I caught part of an online discussion recently where folks were bemoaning the lack of manga coverage on the larger comic news sites. Not only were they disappointed in not seeing more, but they also felt as if coverage had actually decreased in recent years. One individual chimed in to say that they weren’t imagining things, and that coverage had actually dwindled; she had confirmed this by flatly asking some of the site editors, who replied that they got compartively little traffic on their manga articles relative to anything else. Less traffic means fewer eyeballs, fewer eyeballs means less advertising revenue. Consequently, you get pieces about how Chris Evans visited a hospital dressed as Captain America, and manga only comes up when One Piece sets a world record in sales.
Although it wasn’t mentioned in the conversation, much the same could likely be said about webcomics. The coverage you might find on any given site is spotty at best, and still tends to be centered around the print world. Noelle Stevenson got effectively no coverage about Nimona; it was really only mentioned as an afterthought when someone was talking about Lumberjanes. Well, until Nimona got picked up by HarperCollins for print and 20th Century Fox for a movie.
Even looking at less commercially successful creators, they tend to only get mentioned when there’s some connection to the print world. Either it’s Terry Moore bringing his long-running Strangers in Paradise online, or perennial-go-to-example-of-a-successful-webcomiker Kate Beaton working on a new picture book, or some other creator’s Kickstarter to print their webcomic did phenomenally well. The news actually about webcomics is minimal.
Five or more years ago, I would have said (and I’m pretty sure I did actually say at the time) the problem was in the format simply being too new as a financially viable option for creators for most people to look at as more than a hobby. And while it’s still incredibly difficult to sustain a living making webcomics, it is becoming increasingly feasible. There are any number of creators for whom it is a primary source of income, whether that’s through advertising on their own site or a Patreon campaign or original art sales or something else. Their livelihood is comics. So claiming that it’s just some little hobbyist endeavor is no longer realistic.
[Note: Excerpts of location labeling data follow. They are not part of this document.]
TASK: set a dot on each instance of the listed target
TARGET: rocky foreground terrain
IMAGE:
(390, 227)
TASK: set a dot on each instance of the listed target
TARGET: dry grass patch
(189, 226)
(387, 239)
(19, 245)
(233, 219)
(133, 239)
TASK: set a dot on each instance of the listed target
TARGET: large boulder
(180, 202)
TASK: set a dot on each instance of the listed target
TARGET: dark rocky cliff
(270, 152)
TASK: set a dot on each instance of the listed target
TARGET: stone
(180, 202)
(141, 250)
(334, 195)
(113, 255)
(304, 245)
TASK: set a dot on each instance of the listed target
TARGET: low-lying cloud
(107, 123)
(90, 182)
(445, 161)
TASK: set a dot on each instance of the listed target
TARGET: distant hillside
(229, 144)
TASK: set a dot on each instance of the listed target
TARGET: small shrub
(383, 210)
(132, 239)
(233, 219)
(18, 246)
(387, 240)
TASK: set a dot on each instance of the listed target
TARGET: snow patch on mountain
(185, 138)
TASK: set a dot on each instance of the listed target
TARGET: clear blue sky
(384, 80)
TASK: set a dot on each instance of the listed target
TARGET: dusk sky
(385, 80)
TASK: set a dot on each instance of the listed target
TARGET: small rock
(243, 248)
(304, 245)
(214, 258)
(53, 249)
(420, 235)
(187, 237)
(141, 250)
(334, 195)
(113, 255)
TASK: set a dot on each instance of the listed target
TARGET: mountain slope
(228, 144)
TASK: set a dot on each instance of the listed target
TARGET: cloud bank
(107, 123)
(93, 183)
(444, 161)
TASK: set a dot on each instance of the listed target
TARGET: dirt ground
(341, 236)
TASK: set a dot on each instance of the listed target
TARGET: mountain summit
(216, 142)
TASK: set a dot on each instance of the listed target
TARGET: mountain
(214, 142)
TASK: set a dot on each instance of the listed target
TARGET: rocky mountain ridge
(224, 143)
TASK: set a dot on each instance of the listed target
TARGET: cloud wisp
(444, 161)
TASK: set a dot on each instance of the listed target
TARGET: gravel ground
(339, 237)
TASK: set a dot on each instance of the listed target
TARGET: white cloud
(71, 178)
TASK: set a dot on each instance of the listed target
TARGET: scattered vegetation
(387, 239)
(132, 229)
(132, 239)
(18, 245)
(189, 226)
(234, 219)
I’m left to assume that, like manga, big sites simply do not see webcomics coverage as financially viable. The arguement made in favor of manga in that discussion I saw was that a news site cultivates its audience. If they only provide minimal manga coverage, manga fans won’t bother with it.
There’s an old adage that you have to spend money to make money. It means that you have to put forth some level of investment yourself before you’ll see anything in return for it. This holds for coverage as well. If you don’t put forth the effort to really cover webcomics, you’re not going to see a lot of traffic for it. If you instead focus your coverage on Marvel, DC, and Image, your audience is going to self-select themselves to match. You can’t expect to recoup anything when you haven’t put forth anything to recoup in the first place!